Dans la même veine, les données de la vague postélectorale du sondage identifient un impact significatif — et compatible avec les attentes théoriques — des attitudes politiques liées

à la crise des réfugiés sur le choix de vote effectif des sondés. Par exemple, ceux qui estiment que le Canada devrait poursuivre la guerre contre l’EI, qu’il est confronté à une grave menace terroriste et qu’il ne devrait pas admettre plus de réfugiés sont plus susceptibles d’avoir voté pour les conservateurs. Au contraire, les citoyens avec des opinions opposées ont plus de chance d’avoir choisi les libéraux ou les néodémocrates (les effets n’y sont pas toujours significatifs).

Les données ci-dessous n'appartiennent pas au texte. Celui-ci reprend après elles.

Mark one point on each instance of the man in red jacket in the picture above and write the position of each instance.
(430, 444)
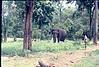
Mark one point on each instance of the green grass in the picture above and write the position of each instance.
(90, 61)
(15, 48)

Ces conclusions enrichissent la littérature sur les tempêtes médiatiques, qui appelle à l’examen de leurs conséquences sur l’opinion publique depuis déjà quelque temps. Elles sont par ailleurs complémentaires aux résultats présentés dans les deux premiers articles de la thèse. En effet, si les périodes de tempête médiatique entrainent des changements importants au sein de l’environnement communicationnel médiatique ainsi que de l’opinion publique, on ne doit pas s’étonner de l’impératif réactionnel qu’elles génèrent chez les partis politiques.

Les résultats montrent que certains des éléments de cadrage mobilisés pour définir une de ces tempêtes peuvent devenir des déterminants significatifs du choix de vote des électeurs, même pour une tempête s’étant déclenchée 46 jours avant la date des élections. Cela implique donc que les partis politiques soucieux de maximiser leurs appuis électoraux ont grand intérêt à gérer les tempêtes médiatiques pendant les périodes électorales, puisque les cadres dominants du débat qui les entourent risquent de devenir, par effet de primauté, une des considérations qui aura un impact sur le choix de vote des électeurs.